The labels for the included exams are as follows:

index left_benign right_benign left_malignant right_malignant
0 0 0 0 0
1 0 0 0 1
2 1 0 0 0
3 1 1 1 1

Pipeline

The pipeline consists of four stages.

  1. Crop mammograms
  2. Calculate optimal centers
  3. Generate Heatmaps
  4. Run classifiers

The following variables defined in run.sh can be modified as needed:

  • NUM_PROCESSES: The number of processes to be used in preprocessing (src/cropping/crop_mammogram.py and src/optimal_centers/get_optimal_centers.py). Default: 10.

  • DEVICE_TYPE: Device type to use in heatmap generation and classifiers, either 'cpu' or 'gpu'. Default: 'gpu'

  • NUM_EPOCHS: The number of epochs to be averaged in the output of the classifiers. Default: 10.

  • HEATMAP_BATCH_SIZE: The batch size to use in heatmap generation. Default: 100.

  • GPU_NUMBER: Specify which one of the GPUs to use when multiple GPUs are available. Default: 0.

  • DATA_FOLDER: The directory where the mammogram is stored.

  • INITIAL_EXAM_LIST_PATH: The path where the initial exam list without any metadata is stored.

  • PATCH_MODEL_PATH: The path where the saved weights for the patch classifier is saved.

  • IMAGE_MODEL_PATH: The path where the saved weights for the image-only model is saved.

  • IMAGEHEATMAPS_MODEL_PATH: The path where the saved weights for the image-and-heatmaps model is saved.

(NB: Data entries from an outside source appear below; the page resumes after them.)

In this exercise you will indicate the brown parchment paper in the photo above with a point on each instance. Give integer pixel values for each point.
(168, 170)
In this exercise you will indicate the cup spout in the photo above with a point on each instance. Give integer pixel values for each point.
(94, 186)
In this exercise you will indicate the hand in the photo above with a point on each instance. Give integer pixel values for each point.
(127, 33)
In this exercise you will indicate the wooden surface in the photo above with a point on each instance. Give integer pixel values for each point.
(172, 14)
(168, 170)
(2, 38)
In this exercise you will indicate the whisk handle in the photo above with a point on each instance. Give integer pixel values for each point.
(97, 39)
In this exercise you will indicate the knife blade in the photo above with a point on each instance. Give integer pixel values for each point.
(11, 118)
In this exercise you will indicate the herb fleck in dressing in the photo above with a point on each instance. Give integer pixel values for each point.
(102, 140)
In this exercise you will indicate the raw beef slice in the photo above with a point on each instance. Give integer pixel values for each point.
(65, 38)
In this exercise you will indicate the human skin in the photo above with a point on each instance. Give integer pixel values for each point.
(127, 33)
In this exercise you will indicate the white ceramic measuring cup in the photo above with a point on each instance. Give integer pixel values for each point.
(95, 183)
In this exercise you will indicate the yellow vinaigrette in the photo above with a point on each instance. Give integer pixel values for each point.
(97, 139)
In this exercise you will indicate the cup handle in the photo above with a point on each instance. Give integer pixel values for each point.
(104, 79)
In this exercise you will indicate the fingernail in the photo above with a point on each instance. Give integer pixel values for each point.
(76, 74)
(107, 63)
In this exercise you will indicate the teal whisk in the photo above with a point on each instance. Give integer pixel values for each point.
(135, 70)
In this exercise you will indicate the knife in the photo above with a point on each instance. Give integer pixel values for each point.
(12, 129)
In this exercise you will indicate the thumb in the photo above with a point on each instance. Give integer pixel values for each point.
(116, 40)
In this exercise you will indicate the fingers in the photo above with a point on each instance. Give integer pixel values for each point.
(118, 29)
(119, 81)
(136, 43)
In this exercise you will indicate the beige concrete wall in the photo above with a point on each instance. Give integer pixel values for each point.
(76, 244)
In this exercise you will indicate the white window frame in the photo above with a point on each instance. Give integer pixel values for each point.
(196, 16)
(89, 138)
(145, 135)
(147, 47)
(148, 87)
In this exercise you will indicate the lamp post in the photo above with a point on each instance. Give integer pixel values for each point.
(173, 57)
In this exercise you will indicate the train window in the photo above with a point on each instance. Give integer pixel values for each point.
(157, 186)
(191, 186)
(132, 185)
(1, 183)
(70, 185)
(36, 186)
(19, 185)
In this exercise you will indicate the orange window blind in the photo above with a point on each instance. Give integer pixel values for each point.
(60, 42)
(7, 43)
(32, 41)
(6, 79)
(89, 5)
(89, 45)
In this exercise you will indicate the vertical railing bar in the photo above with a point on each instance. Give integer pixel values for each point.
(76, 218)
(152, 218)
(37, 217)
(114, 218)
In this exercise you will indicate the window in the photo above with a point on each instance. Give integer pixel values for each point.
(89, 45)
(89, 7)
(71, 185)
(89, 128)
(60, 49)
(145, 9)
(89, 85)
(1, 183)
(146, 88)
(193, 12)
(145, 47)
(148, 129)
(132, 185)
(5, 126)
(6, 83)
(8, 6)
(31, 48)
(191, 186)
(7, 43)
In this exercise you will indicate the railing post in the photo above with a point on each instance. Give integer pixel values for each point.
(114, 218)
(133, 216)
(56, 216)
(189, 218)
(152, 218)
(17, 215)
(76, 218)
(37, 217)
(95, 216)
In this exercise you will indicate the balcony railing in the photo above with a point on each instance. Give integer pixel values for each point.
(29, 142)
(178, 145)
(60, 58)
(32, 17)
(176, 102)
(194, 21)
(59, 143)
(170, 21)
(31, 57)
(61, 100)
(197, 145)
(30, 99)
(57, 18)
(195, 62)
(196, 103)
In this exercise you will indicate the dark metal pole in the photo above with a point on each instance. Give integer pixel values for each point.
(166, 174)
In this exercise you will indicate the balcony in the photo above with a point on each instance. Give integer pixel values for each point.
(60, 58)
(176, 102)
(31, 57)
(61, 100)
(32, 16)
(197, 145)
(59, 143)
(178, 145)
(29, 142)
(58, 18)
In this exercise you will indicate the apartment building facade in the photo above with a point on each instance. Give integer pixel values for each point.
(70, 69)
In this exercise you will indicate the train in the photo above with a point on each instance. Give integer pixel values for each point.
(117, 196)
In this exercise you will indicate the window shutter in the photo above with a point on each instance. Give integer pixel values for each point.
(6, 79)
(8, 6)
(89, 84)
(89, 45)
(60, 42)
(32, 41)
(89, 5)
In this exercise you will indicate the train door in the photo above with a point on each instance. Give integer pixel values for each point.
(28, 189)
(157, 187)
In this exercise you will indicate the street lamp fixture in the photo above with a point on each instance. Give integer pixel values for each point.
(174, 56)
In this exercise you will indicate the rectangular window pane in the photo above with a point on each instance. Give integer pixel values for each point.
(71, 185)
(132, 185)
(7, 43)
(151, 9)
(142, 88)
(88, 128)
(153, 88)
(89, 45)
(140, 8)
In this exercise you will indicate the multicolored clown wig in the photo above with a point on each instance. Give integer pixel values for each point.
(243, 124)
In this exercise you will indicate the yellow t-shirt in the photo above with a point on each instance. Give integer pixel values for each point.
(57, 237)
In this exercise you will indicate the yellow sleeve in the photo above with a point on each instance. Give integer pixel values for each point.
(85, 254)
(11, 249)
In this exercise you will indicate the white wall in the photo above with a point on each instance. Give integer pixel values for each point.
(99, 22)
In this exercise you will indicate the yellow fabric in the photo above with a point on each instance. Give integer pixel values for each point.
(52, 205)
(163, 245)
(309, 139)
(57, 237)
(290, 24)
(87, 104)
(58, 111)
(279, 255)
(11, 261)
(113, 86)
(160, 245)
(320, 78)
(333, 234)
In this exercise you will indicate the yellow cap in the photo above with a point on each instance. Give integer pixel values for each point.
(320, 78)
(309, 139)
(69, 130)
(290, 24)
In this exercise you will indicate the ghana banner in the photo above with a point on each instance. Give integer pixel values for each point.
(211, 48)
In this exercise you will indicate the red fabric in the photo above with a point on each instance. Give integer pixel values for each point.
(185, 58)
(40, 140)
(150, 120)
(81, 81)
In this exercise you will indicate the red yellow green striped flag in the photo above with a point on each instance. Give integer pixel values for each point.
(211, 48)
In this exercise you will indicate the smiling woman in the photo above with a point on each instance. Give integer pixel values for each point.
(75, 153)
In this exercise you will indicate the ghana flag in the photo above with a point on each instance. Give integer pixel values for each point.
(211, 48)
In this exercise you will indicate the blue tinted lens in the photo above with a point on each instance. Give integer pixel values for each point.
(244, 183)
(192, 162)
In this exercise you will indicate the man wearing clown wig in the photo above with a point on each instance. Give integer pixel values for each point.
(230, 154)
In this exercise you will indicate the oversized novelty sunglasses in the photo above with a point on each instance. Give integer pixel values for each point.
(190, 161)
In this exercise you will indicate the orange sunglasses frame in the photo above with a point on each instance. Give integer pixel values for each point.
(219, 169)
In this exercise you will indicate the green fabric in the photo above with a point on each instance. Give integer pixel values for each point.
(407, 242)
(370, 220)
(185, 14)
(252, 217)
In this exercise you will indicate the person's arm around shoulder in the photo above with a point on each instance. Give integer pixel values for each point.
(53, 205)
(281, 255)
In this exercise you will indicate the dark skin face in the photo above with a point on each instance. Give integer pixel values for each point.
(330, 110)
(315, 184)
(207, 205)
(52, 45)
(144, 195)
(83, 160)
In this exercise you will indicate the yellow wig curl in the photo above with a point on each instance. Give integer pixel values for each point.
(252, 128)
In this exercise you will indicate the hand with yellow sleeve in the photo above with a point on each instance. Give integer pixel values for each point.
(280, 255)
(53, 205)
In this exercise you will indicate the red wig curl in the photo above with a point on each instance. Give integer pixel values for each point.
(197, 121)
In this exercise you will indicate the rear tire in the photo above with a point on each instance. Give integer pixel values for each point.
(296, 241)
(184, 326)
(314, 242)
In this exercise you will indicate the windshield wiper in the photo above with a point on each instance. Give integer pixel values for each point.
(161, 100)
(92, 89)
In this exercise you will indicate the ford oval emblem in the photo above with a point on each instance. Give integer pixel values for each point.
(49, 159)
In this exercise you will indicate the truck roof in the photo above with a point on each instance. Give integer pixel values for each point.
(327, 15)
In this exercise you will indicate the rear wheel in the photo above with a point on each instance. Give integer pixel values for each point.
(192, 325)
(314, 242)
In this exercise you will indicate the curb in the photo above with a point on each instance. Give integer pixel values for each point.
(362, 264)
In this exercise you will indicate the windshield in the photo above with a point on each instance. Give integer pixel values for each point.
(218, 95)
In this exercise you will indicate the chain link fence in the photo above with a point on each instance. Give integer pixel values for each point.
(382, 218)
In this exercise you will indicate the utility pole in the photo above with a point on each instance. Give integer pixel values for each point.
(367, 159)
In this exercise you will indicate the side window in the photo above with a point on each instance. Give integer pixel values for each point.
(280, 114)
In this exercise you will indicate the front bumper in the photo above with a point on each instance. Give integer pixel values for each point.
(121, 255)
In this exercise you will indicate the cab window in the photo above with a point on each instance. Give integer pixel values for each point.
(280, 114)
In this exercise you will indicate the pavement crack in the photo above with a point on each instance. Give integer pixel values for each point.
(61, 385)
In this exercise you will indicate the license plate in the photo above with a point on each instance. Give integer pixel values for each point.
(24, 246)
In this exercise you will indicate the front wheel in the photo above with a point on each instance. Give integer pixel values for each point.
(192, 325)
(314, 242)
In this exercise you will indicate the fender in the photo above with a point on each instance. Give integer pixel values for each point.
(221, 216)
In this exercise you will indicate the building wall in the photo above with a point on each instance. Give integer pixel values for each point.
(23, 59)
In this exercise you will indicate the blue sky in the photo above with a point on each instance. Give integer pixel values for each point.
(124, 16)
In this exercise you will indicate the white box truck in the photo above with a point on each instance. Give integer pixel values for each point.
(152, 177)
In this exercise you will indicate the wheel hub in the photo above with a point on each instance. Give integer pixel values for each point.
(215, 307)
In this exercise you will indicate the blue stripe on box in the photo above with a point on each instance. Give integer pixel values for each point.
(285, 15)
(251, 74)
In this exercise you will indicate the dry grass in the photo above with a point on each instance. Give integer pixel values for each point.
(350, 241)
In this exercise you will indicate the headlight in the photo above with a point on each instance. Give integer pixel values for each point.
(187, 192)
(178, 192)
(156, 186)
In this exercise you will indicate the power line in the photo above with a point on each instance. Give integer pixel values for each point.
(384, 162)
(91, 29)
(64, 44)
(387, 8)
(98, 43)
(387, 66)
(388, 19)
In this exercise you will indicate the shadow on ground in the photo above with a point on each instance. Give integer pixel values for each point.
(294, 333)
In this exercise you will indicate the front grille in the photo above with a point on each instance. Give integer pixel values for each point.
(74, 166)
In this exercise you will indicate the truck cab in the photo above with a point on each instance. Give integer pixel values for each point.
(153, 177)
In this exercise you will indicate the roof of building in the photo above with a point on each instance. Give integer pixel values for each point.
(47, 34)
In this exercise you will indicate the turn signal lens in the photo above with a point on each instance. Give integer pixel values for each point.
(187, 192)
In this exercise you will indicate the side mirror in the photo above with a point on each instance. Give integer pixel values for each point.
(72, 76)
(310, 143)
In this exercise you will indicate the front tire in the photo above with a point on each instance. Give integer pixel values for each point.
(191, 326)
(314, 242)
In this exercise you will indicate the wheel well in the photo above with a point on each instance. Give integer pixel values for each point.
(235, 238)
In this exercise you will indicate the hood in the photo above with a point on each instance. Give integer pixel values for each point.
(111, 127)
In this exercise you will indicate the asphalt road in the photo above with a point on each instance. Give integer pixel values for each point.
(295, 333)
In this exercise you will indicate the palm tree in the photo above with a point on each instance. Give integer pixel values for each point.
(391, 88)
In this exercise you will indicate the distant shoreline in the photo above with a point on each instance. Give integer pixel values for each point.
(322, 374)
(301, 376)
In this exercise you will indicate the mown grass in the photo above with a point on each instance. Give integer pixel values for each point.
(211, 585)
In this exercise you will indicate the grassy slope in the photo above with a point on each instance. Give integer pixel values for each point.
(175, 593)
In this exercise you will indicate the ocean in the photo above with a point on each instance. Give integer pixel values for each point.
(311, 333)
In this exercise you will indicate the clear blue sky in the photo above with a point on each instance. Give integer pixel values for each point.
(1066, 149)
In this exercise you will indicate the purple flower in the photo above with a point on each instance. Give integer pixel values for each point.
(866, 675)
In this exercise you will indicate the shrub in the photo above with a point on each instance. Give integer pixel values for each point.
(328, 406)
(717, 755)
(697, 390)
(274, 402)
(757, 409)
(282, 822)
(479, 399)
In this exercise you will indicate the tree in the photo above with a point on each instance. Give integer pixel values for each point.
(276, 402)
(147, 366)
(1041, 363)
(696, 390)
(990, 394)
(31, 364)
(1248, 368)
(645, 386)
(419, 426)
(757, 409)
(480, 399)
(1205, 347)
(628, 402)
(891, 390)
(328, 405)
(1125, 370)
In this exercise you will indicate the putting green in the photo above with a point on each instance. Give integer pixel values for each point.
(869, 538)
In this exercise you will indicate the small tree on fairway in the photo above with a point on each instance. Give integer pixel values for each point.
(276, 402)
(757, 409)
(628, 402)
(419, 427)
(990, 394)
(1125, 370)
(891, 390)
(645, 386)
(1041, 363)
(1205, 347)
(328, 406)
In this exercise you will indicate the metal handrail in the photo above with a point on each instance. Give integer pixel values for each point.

  • CROPPED_IMAGE_PATH: The directory to save cropped mammograms.

  • CROPPED_EXAM_LIST_PATH: The path to save the new exam list with cropping metadata.

  • EXAM_LIST_PATH: The path to save the new exam list with best center metadata.

  • HEATMAPS_PATH: The directory to save heatmaps.

  • IMAGE_PREDICTIONS_PATH: The path to save predictions of image-only model.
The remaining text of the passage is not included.